Focus groups were conducted with thirty-one providers (16 primary care, 15 mental health from six PRIME Care study sites. Consolidated Framework for Implementation Research (CFIR) innovation characteristics domain constructs were used to develop interview guides and the qualitative codebook. Focus group transcripts were analyzed using rapid analytic procedures.
Analysis revealed 4 main themes: 1) providers had limited experience with PGx testing and limited knowledge of the PGx evidence base, particularly for psychiatric medications; 2) providers were cautiously optimistic that PGx could increase their precision in depression prescribing and improve patient engagement, but uncertain how much results would influence treatment; 3) providers were concerned how to incorporate PGx into current workflow and about potential misinterpretation of PGx reports by patients; 4) primary care providers were less familiar and comfortable with mental health PGx testing than mental health providers.
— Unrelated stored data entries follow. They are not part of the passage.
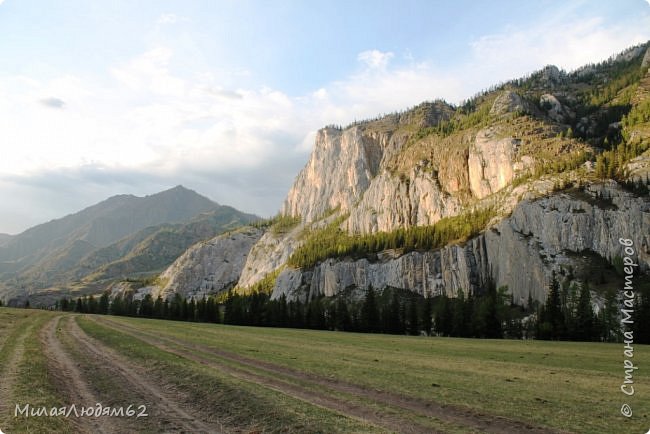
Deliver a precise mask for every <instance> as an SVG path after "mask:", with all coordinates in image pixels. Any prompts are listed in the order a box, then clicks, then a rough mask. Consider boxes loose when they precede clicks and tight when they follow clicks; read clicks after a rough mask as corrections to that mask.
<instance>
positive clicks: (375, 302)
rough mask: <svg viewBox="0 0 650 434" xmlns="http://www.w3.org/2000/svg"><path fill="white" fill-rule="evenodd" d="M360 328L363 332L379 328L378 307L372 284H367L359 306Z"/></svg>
mask: <svg viewBox="0 0 650 434" xmlns="http://www.w3.org/2000/svg"><path fill="white" fill-rule="evenodd" d="M360 319H361V329H362V331H364V332H370V333H374V332H377V331H378V329H379V309H378V308H377V300H376V297H375V290H374V289H373V287H372V285H369V286H368V291H367V292H366V297H365V298H364V300H363V305H362V307H361V318H360Z"/></svg>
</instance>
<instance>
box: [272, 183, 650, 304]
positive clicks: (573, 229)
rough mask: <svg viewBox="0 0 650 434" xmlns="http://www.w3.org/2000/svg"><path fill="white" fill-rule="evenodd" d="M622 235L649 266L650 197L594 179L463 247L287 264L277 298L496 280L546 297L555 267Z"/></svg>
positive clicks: (609, 256)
While providers held favorable attitudes towards PGx, additional education on its evidence and use was desired. Clinical utility was seen as especially important when considering future implementation. Findings were used to support the implementation of the randomized controlled trial (RCT) component of the PRIME Care study.
Implementation science methods can be incorporated into a large RCT to contextualize trial findings, and to understand stakeholder-identified barriers and facilitators. Gaining this knowledge early in the research pipeline is likely to speed post-trial implementation and scale-up for efficacious innovative health care practices.